Wing Aviation, a subsidiary of Alphabet Inc., said it is collaborating with FedEx Corp.’s Express division and pharmacy retailer Walgreens to launch a drone-delivery service in Christiansburg, Va.
The pilot program, which begins next month, will experiment with methods to execute final-mile delivery, improve access to health care products, and create possible new growth for local businesses, the companies said.
They will use the pilot program to also explore the future of 21st century retail delivery, the Wing coalition said, adding it would be the first U.S. retailer to offer an on-demand commercial drone delivery option.
Vish Sankaran, chief innovation officer of Walgreens Boots Alliance Inc., said Walgreens will now be in a unique position to capitalize on the convenience of drone delivery if and when it should expand, with approximately 78% of the U.S. population living within 5 miles of a Walgreens store.
The news comes as major players such as Amazon.com Inc. and Mercedes-Benz continue to study how to take a share of the growing autonomous delivery and drone market.
Other motives are to cut delivery costs and emissions.
Final-mile is the biggest component of overall delivery cost at 53%, compared with 37% for linehaul, according to a global survey by Connecticut-based research company Gartner Inc.
The move by Alphabet, also the parent of search engine giant Google, to align with FedEx and Walgreens is sure to draw attention.
FedEx said its customers who live within designated delivery zones in Christiansburg, Va., and who opt in to Wing delivery service, will be able to receive their packages via drone during the trial.
Walgreens said it will make over-the-counter medicines, health food, beverage and convenience products available to local residents for delivery on-demand, through the air, within minutes after they are ordered.
Wing officials said Christiansburg was selected as the pilot location because of ties for the past several years with the Virginia Tech Mid-Atlantic Aviation Partnership, an FAA-designated test site for unmanned aircraft systems.
Wing was founded in 2012, and has conducted more than 80,000 flights across three continents.
Companies welcomed the news.
“I absolutely do believe this is happening,” said Ryan Walsh, co-founder and CEO of Valqari, a Plainfield, Ill.-based firm that is developing residential and commercial mailboxes and receptacles for drones to make drops. “It’s taking a little bit longer than the timeline put out by (Amazon CEO) Jeff Bezos in 2013.”
In November 2013, Bezos told CBS News’ 60 Minutes that Amazon was testing drone delivery. Amazon Prime Air could be up and running within four years, Bezos said at the time.
Walsh told Transport Topics that Bezos was relatively close to target. Autonomous drones and delivery cars will become a dominant force in final-mile, Walsh predicted. And autonomous and drone technology is green and sustainable, he added.
Wing is also working with Sugar Magnolia, a southwestern Virginia retailer, to offer drone delivery of candies, gifts, stationery and paper goods to local residents.

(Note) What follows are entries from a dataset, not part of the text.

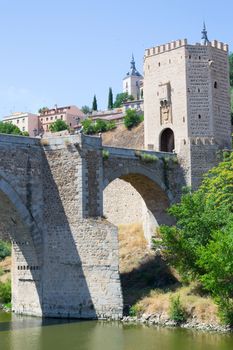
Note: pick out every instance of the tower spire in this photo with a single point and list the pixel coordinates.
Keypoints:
(204, 37)
(133, 67)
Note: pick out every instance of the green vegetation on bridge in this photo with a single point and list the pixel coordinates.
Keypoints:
(200, 245)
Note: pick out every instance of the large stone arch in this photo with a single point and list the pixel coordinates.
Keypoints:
(167, 140)
(17, 223)
(155, 195)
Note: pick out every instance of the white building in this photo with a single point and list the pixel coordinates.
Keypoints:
(26, 122)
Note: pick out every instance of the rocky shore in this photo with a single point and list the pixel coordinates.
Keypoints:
(160, 320)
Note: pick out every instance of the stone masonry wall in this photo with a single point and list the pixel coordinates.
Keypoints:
(81, 255)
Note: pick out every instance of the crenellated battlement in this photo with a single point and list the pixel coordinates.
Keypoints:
(156, 50)
(166, 47)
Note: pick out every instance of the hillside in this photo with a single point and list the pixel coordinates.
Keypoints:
(148, 284)
(122, 137)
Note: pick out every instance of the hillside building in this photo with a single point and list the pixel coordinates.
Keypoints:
(187, 102)
(71, 115)
(26, 122)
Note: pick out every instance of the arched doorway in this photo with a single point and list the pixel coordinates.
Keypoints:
(167, 143)
(137, 197)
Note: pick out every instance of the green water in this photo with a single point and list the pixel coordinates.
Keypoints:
(27, 333)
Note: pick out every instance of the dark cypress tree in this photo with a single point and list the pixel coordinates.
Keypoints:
(110, 99)
(94, 104)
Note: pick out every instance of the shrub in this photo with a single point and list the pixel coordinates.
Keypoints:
(105, 154)
(132, 118)
(9, 128)
(176, 310)
(5, 292)
(5, 249)
(148, 158)
(225, 310)
(93, 127)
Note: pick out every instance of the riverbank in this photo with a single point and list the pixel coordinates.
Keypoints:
(149, 285)
(159, 320)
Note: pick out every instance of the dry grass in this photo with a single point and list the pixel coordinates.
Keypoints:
(122, 137)
(197, 307)
(132, 246)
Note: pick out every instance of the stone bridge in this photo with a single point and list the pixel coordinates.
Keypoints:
(65, 254)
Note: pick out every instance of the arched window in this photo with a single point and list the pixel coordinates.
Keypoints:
(167, 143)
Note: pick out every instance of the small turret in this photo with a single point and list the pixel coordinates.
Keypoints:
(204, 38)
(133, 71)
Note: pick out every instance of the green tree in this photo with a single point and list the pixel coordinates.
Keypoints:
(9, 128)
(200, 245)
(132, 118)
(110, 99)
(121, 98)
(58, 125)
(95, 126)
(94, 104)
(85, 109)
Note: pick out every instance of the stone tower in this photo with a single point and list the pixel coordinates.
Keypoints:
(187, 102)
(132, 81)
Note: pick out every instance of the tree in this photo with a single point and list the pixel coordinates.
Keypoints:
(121, 98)
(94, 104)
(132, 118)
(86, 110)
(58, 125)
(95, 126)
(9, 128)
(110, 99)
(200, 245)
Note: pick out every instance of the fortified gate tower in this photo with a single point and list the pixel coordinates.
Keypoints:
(187, 102)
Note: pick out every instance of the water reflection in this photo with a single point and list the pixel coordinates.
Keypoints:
(27, 333)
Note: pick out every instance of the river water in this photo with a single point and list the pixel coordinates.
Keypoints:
(29, 333)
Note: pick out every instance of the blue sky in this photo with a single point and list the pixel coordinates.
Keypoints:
(65, 51)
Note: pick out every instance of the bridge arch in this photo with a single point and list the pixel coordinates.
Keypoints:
(154, 195)
(18, 225)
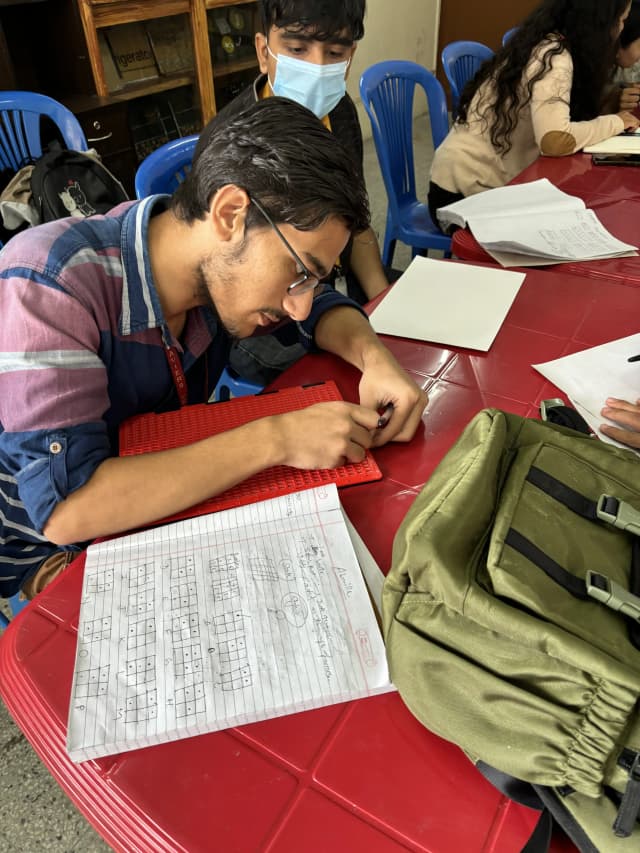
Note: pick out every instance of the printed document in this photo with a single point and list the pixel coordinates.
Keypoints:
(553, 237)
(447, 303)
(622, 143)
(221, 620)
(590, 376)
(534, 224)
(513, 200)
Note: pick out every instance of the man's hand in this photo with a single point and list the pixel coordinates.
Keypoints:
(325, 435)
(385, 386)
(629, 98)
(631, 122)
(627, 416)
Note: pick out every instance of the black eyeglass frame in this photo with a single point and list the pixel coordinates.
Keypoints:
(304, 283)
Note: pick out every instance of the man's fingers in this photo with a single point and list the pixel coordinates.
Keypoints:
(624, 436)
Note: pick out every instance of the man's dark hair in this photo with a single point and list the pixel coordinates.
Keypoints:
(285, 158)
(631, 30)
(327, 19)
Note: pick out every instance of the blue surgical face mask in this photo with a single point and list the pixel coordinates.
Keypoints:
(319, 88)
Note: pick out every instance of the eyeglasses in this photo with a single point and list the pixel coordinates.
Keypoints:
(307, 280)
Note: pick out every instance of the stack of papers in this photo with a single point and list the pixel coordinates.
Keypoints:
(447, 303)
(222, 620)
(534, 224)
(590, 376)
(622, 143)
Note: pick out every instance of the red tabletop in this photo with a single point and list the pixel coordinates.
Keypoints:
(613, 192)
(361, 776)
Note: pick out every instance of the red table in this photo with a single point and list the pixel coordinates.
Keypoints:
(613, 192)
(361, 776)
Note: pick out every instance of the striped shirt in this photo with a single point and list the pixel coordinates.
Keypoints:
(82, 348)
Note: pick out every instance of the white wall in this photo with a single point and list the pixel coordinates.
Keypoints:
(395, 29)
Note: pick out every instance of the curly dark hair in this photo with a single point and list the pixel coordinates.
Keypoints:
(328, 19)
(283, 156)
(584, 27)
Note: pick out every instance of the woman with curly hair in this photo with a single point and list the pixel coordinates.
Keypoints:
(544, 93)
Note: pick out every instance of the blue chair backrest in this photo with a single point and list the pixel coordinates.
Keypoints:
(508, 34)
(166, 167)
(460, 61)
(387, 90)
(20, 125)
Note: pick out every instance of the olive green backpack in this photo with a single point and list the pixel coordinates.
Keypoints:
(512, 620)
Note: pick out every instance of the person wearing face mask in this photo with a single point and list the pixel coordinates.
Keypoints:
(304, 53)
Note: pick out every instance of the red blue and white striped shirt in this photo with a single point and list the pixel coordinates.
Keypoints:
(82, 348)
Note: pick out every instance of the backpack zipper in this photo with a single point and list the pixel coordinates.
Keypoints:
(629, 810)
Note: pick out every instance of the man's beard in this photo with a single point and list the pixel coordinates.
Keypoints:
(203, 293)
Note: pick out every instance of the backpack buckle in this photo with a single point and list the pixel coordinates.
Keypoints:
(619, 513)
(613, 595)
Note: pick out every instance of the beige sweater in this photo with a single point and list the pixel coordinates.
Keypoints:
(466, 162)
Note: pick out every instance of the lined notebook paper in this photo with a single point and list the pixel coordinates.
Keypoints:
(221, 620)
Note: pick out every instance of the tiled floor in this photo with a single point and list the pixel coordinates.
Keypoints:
(35, 814)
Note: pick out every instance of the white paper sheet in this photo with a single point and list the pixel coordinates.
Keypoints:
(515, 200)
(622, 143)
(447, 303)
(590, 376)
(568, 236)
(221, 620)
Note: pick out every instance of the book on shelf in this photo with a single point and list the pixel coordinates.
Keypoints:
(131, 51)
(534, 224)
(223, 620)
(171, 43)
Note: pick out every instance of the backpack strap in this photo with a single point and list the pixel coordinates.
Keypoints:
(526, 795)
(596, 585)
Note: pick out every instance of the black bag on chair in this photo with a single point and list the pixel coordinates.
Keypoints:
(73, 183)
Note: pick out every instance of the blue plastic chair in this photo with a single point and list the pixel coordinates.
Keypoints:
(508, 34)
(460, 61)
(163, 171)
(387, 90)
(20, 127)
(165, 168)
(16, 605)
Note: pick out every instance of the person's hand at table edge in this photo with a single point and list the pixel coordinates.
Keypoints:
(627, 417)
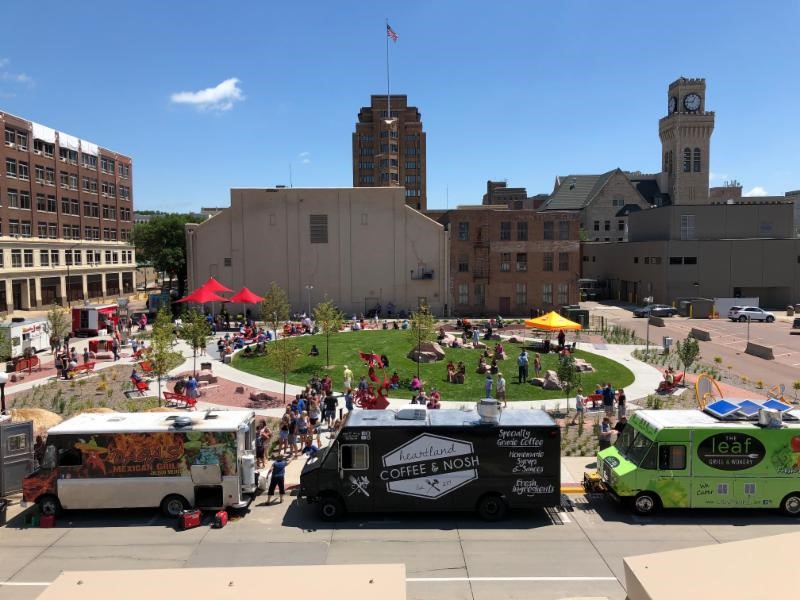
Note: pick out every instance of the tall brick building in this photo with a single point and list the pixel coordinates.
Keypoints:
(512, 262)
(389, 149)
(66, 208)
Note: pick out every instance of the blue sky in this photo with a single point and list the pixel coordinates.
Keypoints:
(521, 91)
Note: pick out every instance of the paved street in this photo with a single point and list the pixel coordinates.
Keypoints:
(543, 554)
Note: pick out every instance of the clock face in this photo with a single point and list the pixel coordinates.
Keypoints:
(692, 102)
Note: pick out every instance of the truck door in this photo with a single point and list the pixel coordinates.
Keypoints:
(355, 475)
(674, 482)
(16, 447)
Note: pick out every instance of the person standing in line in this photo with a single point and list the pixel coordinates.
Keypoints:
(276, 480)
(500, 388)
(522, 366)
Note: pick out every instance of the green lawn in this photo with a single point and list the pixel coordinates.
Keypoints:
(344, 349)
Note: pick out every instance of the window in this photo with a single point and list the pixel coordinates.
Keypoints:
(563, 293)
(687, 227)
(671, 457)
(547, 293)
(522, 294)
(522, 231)
(563, 261)
(563, 230)
(505, 262)
(463, 293)
(318, 226)
(463, 264)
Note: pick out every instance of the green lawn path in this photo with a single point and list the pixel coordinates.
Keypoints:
(344, 349)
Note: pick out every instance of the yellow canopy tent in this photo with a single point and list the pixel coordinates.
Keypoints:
(552, 321)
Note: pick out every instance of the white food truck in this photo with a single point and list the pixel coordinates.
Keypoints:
(127, 460)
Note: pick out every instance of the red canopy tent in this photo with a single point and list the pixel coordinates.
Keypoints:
(245, 296)
(202, 296)
(214, 286)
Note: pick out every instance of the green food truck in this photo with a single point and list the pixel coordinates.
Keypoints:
(733, 454)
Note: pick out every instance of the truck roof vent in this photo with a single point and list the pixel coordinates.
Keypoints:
(412, 412)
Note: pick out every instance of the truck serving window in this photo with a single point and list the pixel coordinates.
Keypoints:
(355, 456)
(671, 457)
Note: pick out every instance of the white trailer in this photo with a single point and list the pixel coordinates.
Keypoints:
(127, 460)
(26, 334)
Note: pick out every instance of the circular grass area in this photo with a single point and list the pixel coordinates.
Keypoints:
(395, 344)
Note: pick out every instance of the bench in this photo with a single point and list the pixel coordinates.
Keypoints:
(85, 368)
(179, 400)
(140, 386)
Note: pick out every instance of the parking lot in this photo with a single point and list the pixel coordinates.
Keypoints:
(543, 554)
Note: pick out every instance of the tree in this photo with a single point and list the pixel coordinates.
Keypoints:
(162, 242)
(196, 331)
(568, 375)
(161, 357)
(329, 319)
(688, 352)
(275, 307)
(58, 318)
(284, 358)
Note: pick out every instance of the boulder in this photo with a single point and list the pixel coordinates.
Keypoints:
(551, 381)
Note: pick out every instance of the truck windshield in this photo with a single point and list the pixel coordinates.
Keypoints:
(633, 445)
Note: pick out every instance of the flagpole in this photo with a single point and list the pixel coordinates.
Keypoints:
(388, 97)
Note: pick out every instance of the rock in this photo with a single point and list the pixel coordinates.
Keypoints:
(551, 381)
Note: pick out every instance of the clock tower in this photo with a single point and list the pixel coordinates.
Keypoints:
(686, 141)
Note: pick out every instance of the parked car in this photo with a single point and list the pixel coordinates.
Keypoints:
(655, 310)
(795, 326)
(743, 313)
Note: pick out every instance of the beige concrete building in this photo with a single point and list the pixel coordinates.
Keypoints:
(712, 250)
(358, 246)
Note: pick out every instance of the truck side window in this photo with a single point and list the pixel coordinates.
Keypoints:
(671, 457)
(355, 456)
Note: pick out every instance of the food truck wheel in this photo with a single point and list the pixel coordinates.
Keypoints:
(492, 507)
(791, 504)
(331, 508)
(646, 503)
(173, 505)
(49, 505)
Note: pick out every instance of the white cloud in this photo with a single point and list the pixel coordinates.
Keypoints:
(221, 97)
(6, 75)
(756, 191)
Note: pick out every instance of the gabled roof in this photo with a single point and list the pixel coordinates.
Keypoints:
(574, 192)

“(Drone delivery) will be immensely popular if it works as they say it will,” said John Robbins, an associate professor of aeronautical science at Embry-Riddle Aeronautical University in Daytona Beach, Fla.
But Robbins said there are still significant hurdles, such as federal regulation.
Federal officials appear ready to ease some regulations, though. In January, Transportation Secretary Elaine Chao announced a proposed rule to allow drone operators to fly their machines at night.
Amy Moore, a research associate with Oak Ridge National Laboratory of Knoxville, Tenn., said lightweight medical and pharmaceutical payloads are ideal and appropriate for drones in the quest to ease congestion and auto emissions.
“It’s much less energy-intensive (than a car),” Moore said. “When it comes to medical supplies, drones are a good fit.”